Thanks, Simon. :)
How do I do additive blending? Is it glBlendFunc (GL_ONE, GL_ONE)?
Do I have to render the shadows for the walls, too?
How to prevent shadows to penetrate walls?
Quote:Original post by karx11erx
Thanks, Simon. :)
How do I do additive blending?
Do I have to render the shadows for the walls, too?
every light needs to have shadow volumes for all relevant objects, walls included.
however since walls are pretty much static the volumes for those only needs to be updated when/if the light moves
i think it is GL_BlendFunc(GL_SRC_COLOR,GL_ONE); , im not 100% sure though.
just try it and see if it looks right :) , if it doesn't you can try with another blendfunc.
Edit: hmm it could be GL_ONE,GL_ONE aswell, been quite some time since i did this,.. just try and see.
Would shadow mapping be a better method here?
This multipass approach might kill performance for me.

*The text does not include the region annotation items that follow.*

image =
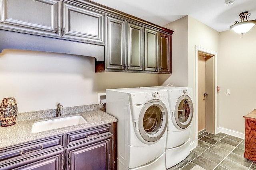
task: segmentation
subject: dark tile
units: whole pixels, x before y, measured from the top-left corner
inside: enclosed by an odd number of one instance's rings
[[[167,170],[178,170],[180,169],[179,168],[176,166],[173,166],[172,167],[170,168],[169,169],[167,169]]]
[[[256,162],[253,162],[252,166],[251,166],[251,169],[252,170],[256,170]]]
[[[200,147],[201,148],[203,148],[206,149],[208,149],[212,146],[212,145],[207,143],[204,141],[201,141],[201,140],[198,140],[198,143],[197,145],[198,147]]]
[[[232,151],[232,152],[243,157],[244,150],[240,149],[240,148],[238,148],[237,147]]]
[[[217,164],[220,163],[220,162],[224,159],[224,157],[218,155],[217,154],[208,150],[206,150],[201,154],[200,156],[203,156],[203,157],[213,162],[215,162]]]
[[[216,135],[212,134],[212,133],[209,133],[206,136],[209,137],[213,139],[216,140],[216,141],[220,141],[222,139],[223,137],[220,137]]]
[[[191,152],[196,153],[197,154],[200,154],[204,152],[205,150],[206,150],[202,148],[201,147],[199,147],[198,146],[196,148],[191,150]]]
[[[201,138],[201,137],[204,137],[204,135],[198,135],[197,136],[197,139],[200,139],[200,138]]]
[[[186,165],[188,162],[189,162],[189,161],[185,159],[175,166],[179,168],[181,168]]]
[[[207,135],[208,133],[209,133],[208,132],[204,132],[203,133],[201,134],[201,135]]]
[[[208,137],[207,137],[206,136],[204,136],[202,138],[201,138],[200,139],[200,140],[201,140],[203,141],[206,142],[207,143],[210,143],[212,145],[213,145],[214,143],[216,143],[217,142],[218,142],[218,141],[216,141],[216,140],[214,140],[212,139],[208,138]]]
[[[229,170],[227,168],[225,168],[220,166],[220,165],[218,165],[214,170]]]
[[[222,139],[220,141],[224,143],[227,143],[228,144],[230,145],[231,145],[234,146],[234,147],[236,147],[240,143],[240,142],[226,138],[226,137]]]
[[[233,141],[236,141],[237,142],[238,142],[239,143],[242,142],[243,141],[243,139],[241,138],[240,138],[239,137],[236,137],[234,136],[230,135],[228,135],[226,136],[225,137],[226,138],[228,138],[232,140]]]
[[[216,147],[216,145],[212,146],[208,149],[208,150],[224,157],[226,157],[230,152],[230,151],[225,150],[224,149]]]
[[[181,169],[182,170],[190,170],[191,168],[193,168],[194,166],[195,166],[196,165],[194,163],[191,162],[184,166]]]
[[[244,143],[240,143],[239,145],[238,145],[238,148],[240,148],[240,149],[245,149],[245,144]]]
[[[195,153],[192,152],[190,152],[190,154],[188,156],[188,157],[186,158],[186,159],[191,161],[198,156],[198,154],[196,154],[196,153]]]
[[[206,170],[212,170],[218,165],[217,164],[200,155],[195,158],[192,162]]]
[[[231,152],[226,158],[248,168],[249,168],[252,163],[252,161],[232,152]]]
[[[218,133],[216,135],[218,135],[218,136],[221,136],[222,137],[224,137],[226,136],[226,135],[227,135],[227,134],[226,134],[223,133],[222,133],[221,132],[220,132],[219,133]]]
[[[225,150],[228,150],[230,152],[235,148],[234,146],[230,145],[220,141],[219,141],[215,143],[214,146],[216,146],[216,147],[219,147],[220,148],[222,148],[222,149],[224,149]]]
[[[200,132],[198,132],[198,135],[201,135],[202,133],[204,133],[204,132],[206,132],[205,129],[202,130]]]
[[[219,165],[226,168],[228,170],[248,170],[248,168],[246,168],[240,164],[237,163],[230,159],[225,158],[220,164]]]

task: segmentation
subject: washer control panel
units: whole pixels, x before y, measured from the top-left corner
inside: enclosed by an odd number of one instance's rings
[[[145,93],[145,94],[147,100],[154,99],[159,99],[160,100],[168,100],[168,94],[165,91],[147,92]]]

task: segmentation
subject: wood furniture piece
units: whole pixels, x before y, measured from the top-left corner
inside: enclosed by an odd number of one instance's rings
[[[171,74],[172,30],[89,0],[0,4],[0,52],[18,49],[94,57],[96,72]]]
[[[116,123],[0,149],[0,169],[116,169]]]
[[[256,162],[256,109],[244,116],[245,119],[245,158]]]

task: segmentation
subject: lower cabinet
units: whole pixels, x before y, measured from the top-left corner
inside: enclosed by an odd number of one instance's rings
[[[116,169],[116,123],[0,148],[0,169]]]
[[[68,170],[112,170],[112,137],[66,149]]]

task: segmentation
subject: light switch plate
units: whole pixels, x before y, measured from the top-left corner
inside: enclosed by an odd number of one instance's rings
[[[100,101],[103,104],[106,103],[106,93],[98,93],[98,103],[99,104],[100,108],[103,107],[103,105],[101,103]]]

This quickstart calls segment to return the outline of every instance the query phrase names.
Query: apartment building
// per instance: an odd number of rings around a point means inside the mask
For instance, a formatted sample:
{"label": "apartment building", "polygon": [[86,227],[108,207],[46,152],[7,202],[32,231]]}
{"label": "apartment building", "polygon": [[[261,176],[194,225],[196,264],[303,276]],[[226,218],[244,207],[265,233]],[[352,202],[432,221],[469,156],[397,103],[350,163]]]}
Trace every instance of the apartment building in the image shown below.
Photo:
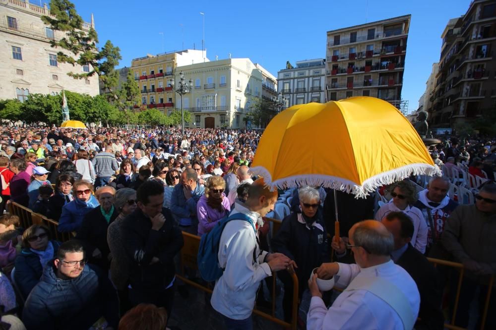
{"label": "apartment building", "polygon": [[[249,58],[227,58],[178,66],[185,79],[193,82],[190,93],[183,97],[183,109],[191,112],[186,127],[242,128],[253,103],[262,95],[262,81],[275,80]],[[264,73],[262,74],[262,72]],[[176,79],[179,79],[179,75]],[[176,85],[179,83],[176,81]],[[180,98],[176,109],[181,109]]]}
{"label": "apartment building", "polygon": [[480,117],[496,98],[496,1],[474,0],[461,17],[450,19],[435,86],[428,109],[432,127],[453,128]]}
{"label": "apartment building", "polygon": [[277,90],[282,93],[285,108],[296,104],[326,102],[325,60],[306,59],[289,63],[286,68],[277,72]]}
{"label": "apartment building", "polygon": [[[398,108],[411,15],[327,32],[329,101],[372,96]],[[401,110],[401,109],[400,109]]]}
{"label": "apartment building", "polygon": [[[21,102],[33,93],[56,94],[62,90],[89,94],[99,94],[98,76],[74,79],[68,72],[90,72],[92,68],[61,63],[50,45],[63,33],[54,31],[41,20],[49,15],[47,4],[40,6],[27,0],[0,0],[0,99],[17,99]],[[83,30],[95,27],[83,23]]]}
{"label": "apartment building", "polygon": [[141,105],[135,105],[134,108],[141,110],[156,108],[166,114],[170,112],[174,108],[176,99],[170,80],[179,76],[176,68],[203,63],[204,60],[208,62],[208,58],[204,58],[205,54],[201,50],[189,49],[156,55],[147,54],[133,59],[131,69],[141,93]]}

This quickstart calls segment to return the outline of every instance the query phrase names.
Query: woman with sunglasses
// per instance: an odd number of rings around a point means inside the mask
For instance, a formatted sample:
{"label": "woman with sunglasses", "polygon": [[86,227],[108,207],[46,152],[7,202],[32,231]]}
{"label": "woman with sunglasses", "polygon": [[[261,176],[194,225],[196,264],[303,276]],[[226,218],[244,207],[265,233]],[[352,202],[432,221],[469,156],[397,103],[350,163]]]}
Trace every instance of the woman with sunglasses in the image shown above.
{"label": "woman with sunglasses", "polygon": [[231,205],[224,191],[226,181],[220,176],[212,176],[205,185],[205,195],[196,204],[198,235],[210,232],[217,221],[229,215]]}
{"label": "woman with sunglasses", "polygon": [[413,222],[412,245],[422,253],[427,246],[427,222],[420,209],[413,206],[417,200],[415,187],[408,180],[395,182],[388,188],[392,198],[377,210],[374,219],[380,221],[389,212],[401,211],[410,217]]}
{"label": "woman with sunglasses", "polygon": [[171,207],[171,200],[172,198],[172,191],[174,187],[179,183],[181,177],[181,173],[177,168],[169,170],[165,176],[166,187],[164,187],[164,208],[168,209]]}
{"label": "woman with sunglasses", "polygon": [[[281,228],[272,239],[275,252],[283,253],[293,261],[298,276],[298,296],[308,288],[309,274],[323,263],[330,262],[327,232],[322,213],[319,208],[318,190],[306,186],[298,190],[302,212],[293,213],[283,220]],[[291,320],[293,280],[287,272],[278,272],[277,276],[284,284],[283,309],[284,319]]]}
{"label": "woman with sunglasses", "polygon": [[91,183],[80,180],[74,183],[72,194],[75,199],[62,208],[58,230],[61,232],[77,231],[87,213],[100,205],[93,195]]}
{"label": "woman with sunglasses", "polygon": [[33,224],[22,234],[23,249],[15,259],[14,279],[24,299],[40,281],[43,268],[57,256],[61,243],[50,240],[48,228]]}
{"label": "woman with sunglasses", "polygon": [[129,284],[129,270],[131,261],[126,252],[121,225],[124,219],[134,212],[136,204],[136,190],[123,188],[116,193],[114,207],[119,213],[116,220],[109,225],[107,231],[107,241],[112,256],[110,262],[110,278],[117,288],[121,307],[121,315],[124,315],[129,309],[127,286]]}

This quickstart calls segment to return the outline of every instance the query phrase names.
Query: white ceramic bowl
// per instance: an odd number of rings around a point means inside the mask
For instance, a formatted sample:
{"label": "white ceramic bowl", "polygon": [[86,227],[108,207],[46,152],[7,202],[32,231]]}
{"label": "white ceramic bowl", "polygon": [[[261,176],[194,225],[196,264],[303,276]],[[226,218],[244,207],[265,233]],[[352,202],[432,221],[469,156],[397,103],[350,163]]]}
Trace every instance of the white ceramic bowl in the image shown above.
{"label": "white ceramic bowl", "polygon": [[[316,268],[314,268],[311,271],[311,273],[310,274],[310,278],[311,278],[311,276],[313,276],[314,275],[315,276],[317,274],[314,273],[314,272],[318,269],[318,267]],[[329,291],[331,290],[334,287],[334,276],[330,278],[329,279],[322,279],[321,278],[319,278],[317,277],[317,286],[318,287],[318,289],[320,291],[323,292],[326,291]]]}

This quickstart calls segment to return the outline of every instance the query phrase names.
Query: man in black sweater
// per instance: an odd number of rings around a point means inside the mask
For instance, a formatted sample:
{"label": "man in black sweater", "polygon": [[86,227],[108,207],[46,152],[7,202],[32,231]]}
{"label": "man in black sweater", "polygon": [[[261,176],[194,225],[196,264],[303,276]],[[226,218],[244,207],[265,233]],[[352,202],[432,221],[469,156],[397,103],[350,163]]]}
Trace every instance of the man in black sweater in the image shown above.
{"label": "man in black sweater", "polygon": [[410,241],[413,235],[413,222],[403,212],[390,212],[381,220],[394,237],[391,259],[406,271],[420,293],[420,310],[415,324],[417,330],[441,330],[444,317],[441,312],[442,287],[435,269]]}
{"label": "man in black sweater", "polygon": [[138,208],[123,221],[124,247],[131,264],[131,305],[141,303],[165,307],[171,315],[174,301],[174,258],[184,243],[172,214],[162,208],[164,186],[155,180],[141,184],[136,193]]}

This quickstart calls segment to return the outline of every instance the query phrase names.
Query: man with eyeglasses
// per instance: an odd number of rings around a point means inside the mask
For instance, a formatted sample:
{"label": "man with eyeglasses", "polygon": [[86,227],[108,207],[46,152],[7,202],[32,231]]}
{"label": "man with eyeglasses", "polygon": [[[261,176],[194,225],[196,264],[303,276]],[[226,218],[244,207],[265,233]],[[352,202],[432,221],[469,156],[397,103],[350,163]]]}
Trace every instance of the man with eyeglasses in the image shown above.
{"label": "man with eyeglasses", "polygon": [[[86,264],[78,241],[63,243],[57,257],[43,270],[22,313],[22,322],[31,329],[87,329],[94,326],[117,329],[117,294],[107,274]],[[100,328],[101,329],[101,328]]]}
{"label": "man with eyeglasses", "polygon": [[[489,181],[475,199],[475,204],[460,205],[451,214],[441,236],[444,248],[465,269],[455,321],[455,324],[462,327],[467,326],[470,304],[477,299],[478,292],[480,323],[489,277],[496,274],[496,183]],[[457,275],[453,277],[453,290],[450,290],[452,309],[457,292],[455,279],[457,280]],[[496,329],[496,314],[490,312],[496,310],[494,287],[492,291],[485,328],[487,329]]]}
{"label": "man with eyeglasses", "polygon": [[[391,260],[393,235],[379,221],[366,220],[354,224],[348,237],[356,264],[322,264],[309,280],[312,298],[307,329],[413,329],[420,295],[411,276]],[[317,277],[334,277],[335,286],[346,288],[328,310]]]}

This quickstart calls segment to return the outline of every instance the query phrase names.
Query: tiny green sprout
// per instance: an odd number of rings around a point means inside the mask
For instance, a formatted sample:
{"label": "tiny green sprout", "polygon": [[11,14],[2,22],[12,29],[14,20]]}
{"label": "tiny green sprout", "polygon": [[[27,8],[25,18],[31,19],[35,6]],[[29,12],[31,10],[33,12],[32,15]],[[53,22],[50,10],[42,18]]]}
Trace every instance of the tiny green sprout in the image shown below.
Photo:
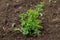
{"label": "tiny green sprout", "polygon": [[31,31],[35,35],[39,35],[41,33],[41,29],[43,29],[43,26],[41,26],[42,20],[37,19],[40,16],[43,16],[41,13],[41,10],[44,6],[44,2],[40,2],[36,6],[36,9],[29,9],[26,13],[22,13],[19,15],[21,18],[21,27],[15,28],[15,30],[19,30],[24,35],[28,35]]}

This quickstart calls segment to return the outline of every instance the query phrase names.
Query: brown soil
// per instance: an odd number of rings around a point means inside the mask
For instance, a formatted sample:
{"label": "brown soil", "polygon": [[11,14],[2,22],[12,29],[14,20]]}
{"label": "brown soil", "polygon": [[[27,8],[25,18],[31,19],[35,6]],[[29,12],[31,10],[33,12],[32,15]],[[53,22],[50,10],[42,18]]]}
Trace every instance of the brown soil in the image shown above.
{"label": "brown soil", "polygon": [[[19,26],[19,14],[44,1],[42,25],[44,31],[38,37],[24,36],[13,31]],[[60,40],[60,0],[0,0],[0,40]]]}

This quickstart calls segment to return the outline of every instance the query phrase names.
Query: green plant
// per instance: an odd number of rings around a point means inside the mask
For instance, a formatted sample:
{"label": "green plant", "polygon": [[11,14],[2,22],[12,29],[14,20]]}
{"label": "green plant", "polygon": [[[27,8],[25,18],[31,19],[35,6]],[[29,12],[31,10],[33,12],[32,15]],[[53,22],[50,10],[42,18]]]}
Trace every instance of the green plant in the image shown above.
{"label": "green plant", "polygon": [[24,35],[29,34],[31,31],[33,31],[33,34],[39,35],[43,26],[41,26],[42,21],[38,20],[37,17],[39,15],[42,16],[40,11],[43,6],[44,2],[41,2],[36,6],[36,9],[29,9],[26,13],[20,14],[19,17],[21,18],[21,27],[15,28],[15,30],[19,30]]}

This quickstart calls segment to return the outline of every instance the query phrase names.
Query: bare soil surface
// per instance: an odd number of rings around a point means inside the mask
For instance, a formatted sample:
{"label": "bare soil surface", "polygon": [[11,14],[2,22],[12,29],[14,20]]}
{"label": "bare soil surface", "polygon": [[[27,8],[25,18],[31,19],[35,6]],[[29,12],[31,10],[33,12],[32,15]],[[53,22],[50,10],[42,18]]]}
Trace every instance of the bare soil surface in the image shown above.
{"label": "bare soil surface", "polygon": [[[38,37],[13,31],[20,25],[19,14],[45,2],[42,10],[44,31]],[[0,0],[0,40],[60,40],[60,0]]]}

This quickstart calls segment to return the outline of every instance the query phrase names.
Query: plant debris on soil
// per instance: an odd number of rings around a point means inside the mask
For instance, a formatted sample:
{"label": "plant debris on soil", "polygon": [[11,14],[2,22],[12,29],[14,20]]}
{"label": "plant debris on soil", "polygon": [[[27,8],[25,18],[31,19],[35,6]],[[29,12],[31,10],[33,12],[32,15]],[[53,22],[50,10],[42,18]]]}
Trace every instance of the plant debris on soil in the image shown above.
{"label": "plant debris on soil", "polygon": [[[25,36],[19,31],[19,14],[44,1],[42,17],[44,31],[38,37]],[[60,0],[0,0],[0,40],[60,40]]]}

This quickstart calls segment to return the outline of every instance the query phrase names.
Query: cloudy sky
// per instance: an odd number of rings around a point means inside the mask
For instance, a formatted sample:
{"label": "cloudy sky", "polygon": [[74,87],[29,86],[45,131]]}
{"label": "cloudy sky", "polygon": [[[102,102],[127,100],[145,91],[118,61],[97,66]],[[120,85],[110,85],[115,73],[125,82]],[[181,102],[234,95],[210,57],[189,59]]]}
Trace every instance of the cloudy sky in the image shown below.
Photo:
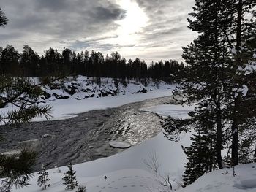
{"label": "cloudy sky", "polygon": [[181,61],[181,46],[196,37],[187,26],[194,0],[1,0],[9,19],[0,29],[0,45],[39,55],[91,50],[147,62]]}

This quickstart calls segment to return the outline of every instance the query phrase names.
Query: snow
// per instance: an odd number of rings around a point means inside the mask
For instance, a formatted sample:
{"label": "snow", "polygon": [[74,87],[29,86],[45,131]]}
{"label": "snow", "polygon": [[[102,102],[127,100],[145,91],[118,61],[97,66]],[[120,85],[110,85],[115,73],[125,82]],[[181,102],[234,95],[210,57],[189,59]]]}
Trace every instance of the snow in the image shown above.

[Edited by - karx11erx on December 5, 2006 10:18:17 AM]
This multipass approach might kill performance for me.
[Edited by - karx11erx on December 5, 2006 10:18:17 AM]
Quote:Original post by karx11erx
Would shadow mapping be a better method here?
This multipass approach might kill performance for me.
Depends a bit on the hardware, shadowmaps are quite slow aswell though, and high resolution shadowmaps eat up vram pretty quickly. (generating dynamic shadowmaps isn't that cheap on low end hardware either).
if you set the number of lights per triangle (or per sub-mesh) to 2 the extra pass is probably cheaper than it is to generate shadowmaps. (the first ambient pass would lay down the z-buffer and the stencil buffer would cut out a bunch of extra pixels aswell, so basically you only push a few extra polygons which is reasonably cheap even on old hardware (such as the GeForce4)
Quote:Original post by karx11erx
Are there other good shadow rendering methods with both good performance and good looks?
not really. its always a trade off.
nvidia has a few documents on developer.nvidia.org regarding both teqniques + advice on optimizations etc.
(multipass rendering isn't as expensive as it sounds as each pass is very limited)
this one might be worth reading.
http://developer.nvidia.com/object/shadow_considerations.html
Quote:Original post by karx11erx
I am having 50+ lights per scene.
assuming your scene consists of multiple meshes or can be divided into multiple meshes you could simply select a smaller group of lights for each mesh based on the lights direction, intensity and position relative to that mesh.
a weak lightsource or a lightsource that is far away don't really contribute much to that particular mesh and can thus be ignored. using 4-5 lights for each mesh or sub-mesh should be enough. (depends a bit on how your lights are placed and the size of your sub-meshes)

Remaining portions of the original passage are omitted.